The ridge had been arduous and, given the option, I’ll always pick a loop over an out-and-back trip. I’d spotted a likely-looking ridgeline from the fifth peak east into the Sawmill Basin where we knew there were a set of good trails out to the road. We stopped at a lovely tarn hard under the east faces of the fourth and fifth peaks and spent quite a while poking around. Brian braved the frigid waters for a full dip while I, after getting shin-deep, decided that I didn’t need that level of character-building adventure on this trip. My delicate heart would probably stop in water that was, at most, a few micro-degrees above freezing; so cold and clear that nothing lived in it. Instead I poked around in a small ice cave under the glacier feeding the tarn and admired the fields of purple flowers.
On the map at least, our escape ridgeline intersects an old trail right at treeline which in turn takes you down to the familiar Sawmill trails. No problem… Again, the Rawahs proved tougher than they looked. We found not one but at least twenty five old trails, all of which vanished after a short period.

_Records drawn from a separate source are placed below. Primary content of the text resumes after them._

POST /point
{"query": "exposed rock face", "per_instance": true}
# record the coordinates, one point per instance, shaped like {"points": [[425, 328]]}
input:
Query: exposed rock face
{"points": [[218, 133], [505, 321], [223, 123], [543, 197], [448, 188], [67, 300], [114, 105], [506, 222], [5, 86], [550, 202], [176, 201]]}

We thrashed around through steep forest, climbing over deadfall and whacking through all the bushes. I was hot and bonked and kind of done with the day. This area may be “familiar” terrain, but that was based on (for me) one trip here three years ago in the winter and from the other direction. What are well-established ski trails turn out to be only vaguely-hinted-at tracks in the summer.
But eventually we thrashed onto something which, generously, could have been called a logging road ten years ago. Eventually this turned into more of a going concern and we finally ended up unambiguously on a path and, eventually the paved road. A quick bit of hitch hiking brought us three miles back up the road to the car just as the rains started.
Good trip, more strenuous than I’d expected but also much more scenic and rewarding. I look forward to another exploration farther north in the many lake-filled basins. If the small taste I had (one named summit, one unnamed lake) are any indication, the Rawahs are well worth the trip from the more populous south.
It was good to finally connect with Brian again and compare notes from our busy summers. Speaking of summers, this was a nice cap on my frenzied season of spur-of-the-moment explorations. Three significant mountain runs in less than ten days… oy, I’m tired! Time for a new semester and the grateful settling-down of the fall. I’ve got enough pictures to keep me warm for a while now.